In California public elementary and secondary schools are instruments of the state.  Local building departments have no authority with regards to these schools although they have jurisdiction for private schools. 

The Division of the State Architect is responsible for general code compliance but I believe that State Fire Marshall is responsible for fire code issues.  My guess is that the State Fire Marshall either performs these inspections or delegates them to a local building department.  Suggest contacting the State Fire Marshall.


----------



## conarb (Mar 30, 2018)

I've built schools but it was back in the 70s, the city never showed up, everything was approved and inspected by the DSA. but the school districts did have a lot of input into the plans and specs, specifically minority hiring requirements and conditions, of course things could have changed.


----------



## Yikes (Apr 2, 2018)

1.  DSA checks for building code.
2.  The Sate Fire Marshal checks for fire code.
3.  The Local Fire Authority checks for hydrants and access portions of the fire code.  They are required to complete DSA Form 810 which gets pasted onto the plans.


----------



## conarb (Apr 2, 2018)

Yikes said:


> 1.  DSA checks for building code.
> 2.  The Sate Fire Marshal checks for fire code.
> 3.  The Local Fire Authority checks for hydrants and access portions of the fire code.  They are required to complete DSA Form 810 which gets pasted onto the plans.

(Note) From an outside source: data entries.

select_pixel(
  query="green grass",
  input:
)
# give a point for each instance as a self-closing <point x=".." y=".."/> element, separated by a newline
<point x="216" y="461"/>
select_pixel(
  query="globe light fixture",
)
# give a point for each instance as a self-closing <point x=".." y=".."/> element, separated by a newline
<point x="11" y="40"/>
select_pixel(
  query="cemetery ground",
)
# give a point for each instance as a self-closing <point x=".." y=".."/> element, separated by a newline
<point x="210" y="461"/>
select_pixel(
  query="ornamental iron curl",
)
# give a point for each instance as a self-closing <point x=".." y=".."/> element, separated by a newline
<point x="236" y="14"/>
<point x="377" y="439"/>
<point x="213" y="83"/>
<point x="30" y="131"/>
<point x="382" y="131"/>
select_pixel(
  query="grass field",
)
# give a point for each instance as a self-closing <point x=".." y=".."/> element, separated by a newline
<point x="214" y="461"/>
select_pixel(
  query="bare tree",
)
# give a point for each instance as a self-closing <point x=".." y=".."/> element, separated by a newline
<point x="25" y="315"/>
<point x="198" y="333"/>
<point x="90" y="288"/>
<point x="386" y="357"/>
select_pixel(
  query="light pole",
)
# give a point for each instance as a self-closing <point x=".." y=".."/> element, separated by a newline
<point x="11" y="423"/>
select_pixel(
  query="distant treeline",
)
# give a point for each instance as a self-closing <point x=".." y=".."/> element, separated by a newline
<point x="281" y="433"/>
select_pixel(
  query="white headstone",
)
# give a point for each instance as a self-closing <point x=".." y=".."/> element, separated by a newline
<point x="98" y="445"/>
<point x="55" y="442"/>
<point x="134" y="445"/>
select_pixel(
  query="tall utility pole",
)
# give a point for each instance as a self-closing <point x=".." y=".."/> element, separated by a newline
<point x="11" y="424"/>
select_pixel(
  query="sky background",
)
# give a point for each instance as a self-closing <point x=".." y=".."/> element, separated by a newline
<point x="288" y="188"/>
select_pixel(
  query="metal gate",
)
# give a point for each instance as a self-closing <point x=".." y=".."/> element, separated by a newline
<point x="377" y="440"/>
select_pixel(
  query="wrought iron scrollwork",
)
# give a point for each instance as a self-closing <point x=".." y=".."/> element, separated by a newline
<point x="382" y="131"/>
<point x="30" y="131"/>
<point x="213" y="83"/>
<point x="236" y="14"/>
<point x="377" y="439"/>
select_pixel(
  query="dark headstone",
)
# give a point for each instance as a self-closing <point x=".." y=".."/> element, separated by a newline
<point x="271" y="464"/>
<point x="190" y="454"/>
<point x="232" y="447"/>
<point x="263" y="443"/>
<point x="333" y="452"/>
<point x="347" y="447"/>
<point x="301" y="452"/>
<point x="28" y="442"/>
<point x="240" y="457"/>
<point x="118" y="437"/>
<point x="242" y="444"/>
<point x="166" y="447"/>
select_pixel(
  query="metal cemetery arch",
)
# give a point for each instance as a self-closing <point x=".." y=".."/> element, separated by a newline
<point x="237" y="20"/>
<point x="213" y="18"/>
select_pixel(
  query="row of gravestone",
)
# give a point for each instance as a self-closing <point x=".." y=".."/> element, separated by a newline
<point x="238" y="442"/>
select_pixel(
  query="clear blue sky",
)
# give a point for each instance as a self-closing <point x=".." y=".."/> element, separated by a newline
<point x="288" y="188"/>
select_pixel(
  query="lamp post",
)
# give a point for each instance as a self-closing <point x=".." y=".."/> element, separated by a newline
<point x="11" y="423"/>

Yeah, now that I think about it one Oakland school addition had a new kitchen, the sprinkler contractors have an FPE on staff who designed the sprinkler system, the kitchen was long and narrow with a halon protected hood over the range, the sprinkler contractor designed the system so the black steel pipe detoured over against the far wall to keep a range fire from melting the steel pipe dumping water on a grease fire, after passing the range hood the steel pipe came back to the center of the room, even though everything was approved on the plans there was a fight on the job between what I thought was the Oakland fire marshal and the FPE as to the clearance from the range hood, it may have been the State Fire Marshal but I thought it was the city fire marshal, this was 47 years ago though.


----------